President Edwards' House, Northampton, Massachusetts.

During the whole of these last two weeks of his life, he seemed to continue in this frame of heart, as having finished his work, and done with all things here below. He had now nothing to do but to die, and to abide in an earnest desire and expectation of the happy moment, when his soul should take its flight to a state of perfect holiness, in which he should be found perfectly glorifying and enjoying God. He said, “the consideration of the day of death, and the day of judgment, had a long time been peculiarly sweet to him.” From time to time he spake of his being willing to leave the body and the world immediately—that day, that night, that moment—if it was the will of God. He also was much engaged in expressing his longings that the Church of Christ on earth might flourish, and Christ’s kingdom here be advanced, notwithstanding he was about to leave the earth, and should not with his eyes behold the desirable event, nor be instrumental in promoting it. He said to me, one morning, as I came into his room, “My thoughts have been employed on the old dear theme, the prosperity of God’s church on earth. As I waked out of sleep, I was led to cry for the pouring out of God’s Spirit, and the advancement of Christ’s kingdom, for which the Redeemer did and suffered so much. It is that especially which makes me long for it.” He expressed much hope that a glorious advancement of Christ’s kingdom was near at hand.

He once told me, that “he had formerly longed for the outpouring of the Spirit of God, and the glorious times of the church, and hoped they were coming; and that he should have been willing to live to promote religion at that time if that had been the will of God: but,” says he, “I am willing it should be as it is; I would not have the choice to make for myself, for ten thousand worlds.” He expressed on his death-bed a full persuasion that he should in heaven see the prosperity of the church on earth, and should rejoice with Christ therein; and the consideration of it seemed to be highly pleasing and satisfying to his mind.

He also still dwelt much on the great importance of the work of gospel ministers, and expressed his longings that they might be filled with the Spirit of God. He manifested much desire to see some of the neighboring ministers with whom he had some acquaintance, and of whose sincere friendship he was confident, that he might converse freely with them on that subject before he died. And it so happened, that he had opportunity with some of them according to his desire.

Another thing that lay much on his heart from time to time, in these near approaches of death, was the spiritual prosperity of his own congregation of Christian Indians in New-Jersey; when he spake of them, it was with peculiar tenderness, so that his speech would be presently interrupted and drowned with tears.

He also expressed much satisfaction in the disposal of Providence with regard to the circumstances of his death; particularly that God had before his death given him an opportunity in Boston, with so many considerable persons, ministers and others, to give in his testimony for God against false religion, and many mistakes that lead to it and promote it.

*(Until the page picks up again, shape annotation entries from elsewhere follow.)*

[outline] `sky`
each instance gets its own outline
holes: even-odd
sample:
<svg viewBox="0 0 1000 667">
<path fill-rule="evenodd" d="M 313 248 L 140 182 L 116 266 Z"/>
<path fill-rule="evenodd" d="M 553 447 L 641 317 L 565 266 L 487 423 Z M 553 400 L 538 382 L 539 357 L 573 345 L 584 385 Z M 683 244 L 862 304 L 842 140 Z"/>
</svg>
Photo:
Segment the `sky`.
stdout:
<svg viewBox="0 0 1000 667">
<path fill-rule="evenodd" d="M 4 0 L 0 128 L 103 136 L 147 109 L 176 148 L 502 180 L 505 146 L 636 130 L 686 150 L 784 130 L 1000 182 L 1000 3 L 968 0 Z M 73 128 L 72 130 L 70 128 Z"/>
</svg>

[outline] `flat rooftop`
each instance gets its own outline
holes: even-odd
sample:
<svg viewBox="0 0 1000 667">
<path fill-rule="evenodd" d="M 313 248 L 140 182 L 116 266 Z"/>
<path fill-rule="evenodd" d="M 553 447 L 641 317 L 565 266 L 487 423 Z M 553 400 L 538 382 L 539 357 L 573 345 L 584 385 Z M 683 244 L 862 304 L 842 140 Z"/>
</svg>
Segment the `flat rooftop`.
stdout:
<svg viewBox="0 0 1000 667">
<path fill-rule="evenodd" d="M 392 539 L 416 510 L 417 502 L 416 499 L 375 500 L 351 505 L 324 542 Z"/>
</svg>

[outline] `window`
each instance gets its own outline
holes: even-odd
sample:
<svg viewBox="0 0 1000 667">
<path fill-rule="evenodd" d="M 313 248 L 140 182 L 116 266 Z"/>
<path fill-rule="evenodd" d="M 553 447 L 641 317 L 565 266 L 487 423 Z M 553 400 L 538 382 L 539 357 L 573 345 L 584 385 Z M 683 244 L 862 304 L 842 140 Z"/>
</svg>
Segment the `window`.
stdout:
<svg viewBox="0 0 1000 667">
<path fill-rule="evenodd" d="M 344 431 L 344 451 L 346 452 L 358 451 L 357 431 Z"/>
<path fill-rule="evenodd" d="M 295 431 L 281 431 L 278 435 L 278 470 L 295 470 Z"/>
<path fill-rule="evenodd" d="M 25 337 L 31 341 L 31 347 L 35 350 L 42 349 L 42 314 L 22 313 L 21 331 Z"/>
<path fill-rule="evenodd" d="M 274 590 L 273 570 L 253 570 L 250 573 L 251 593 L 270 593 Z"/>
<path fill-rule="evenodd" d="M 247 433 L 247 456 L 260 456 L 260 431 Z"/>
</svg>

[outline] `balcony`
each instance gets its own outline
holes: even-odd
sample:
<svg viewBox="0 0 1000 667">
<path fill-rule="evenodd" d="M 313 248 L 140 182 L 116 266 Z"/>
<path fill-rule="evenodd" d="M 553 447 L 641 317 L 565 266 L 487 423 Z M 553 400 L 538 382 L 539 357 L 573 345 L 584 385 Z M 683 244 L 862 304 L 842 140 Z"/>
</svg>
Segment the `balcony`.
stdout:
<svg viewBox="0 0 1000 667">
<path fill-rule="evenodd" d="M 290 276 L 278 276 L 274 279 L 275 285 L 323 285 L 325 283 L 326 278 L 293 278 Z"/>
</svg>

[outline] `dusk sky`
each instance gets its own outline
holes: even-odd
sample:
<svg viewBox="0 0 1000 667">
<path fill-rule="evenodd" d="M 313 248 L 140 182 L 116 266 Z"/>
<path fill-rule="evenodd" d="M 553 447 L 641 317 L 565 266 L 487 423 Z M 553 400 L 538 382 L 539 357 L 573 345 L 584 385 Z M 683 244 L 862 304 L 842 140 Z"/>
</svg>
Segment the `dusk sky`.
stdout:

He was much pleased that he had had an opportunity there to lay before pious and charitable gentlemen the state of the Indians, and their necessities, to so good effect; and that God had since enabled him to write to them further concerning these affairs; and to write other letters of importance, which he hoped might be of good influence with regard to the state of religion among the Indians, and elsewhere, after his death. He expressed great thankfulness to God for his mercy in these things. He also mentioned it as what he accounted a merciful circumstance of his death, that he should die here. Speaking of these things, he said, “God had granted him all his desire;” and signified that now he could joyfully leave the world.

Sept. 28.—“I was able to read and make some few corrections in my private writings, but found I could not write as I had done; I found myself sensibly declined in all respects. It has been only from a little while before noon till about one or two o’clock, that I have been able to do any thing for some time past; yet it refreshed my heart that I could do any thing, either public or private, that I hoped was for God.”

This evening he was supposed to be dying, both by himself and by those about him. He seemed glad at the appearance of the near approach of death. He was almost speechless, but his lips appeared to move, and one that sat very near him heard him utter such expressions as these: “Come, Lord Jesus, come quickly. O why is his chariot so long in coming?” After he revived, he blamed himself for having been too eager to be gone. And in expressing what was the frame of his mind at that time, he said he then found an inexpressibly sweet love to those whom he looked upon as belonging to Christ, beyond almost all that ever he felt before; so that it seemed, to use his own words, “like a little piece of heaven to have one of them near him.” And being asked whether he heard the prayer that was, at his desire, made with him, he said, “Yes, he heard every word, and had an uncommon sense of the things that were uttered in that prayer, and that every word reached his heart.”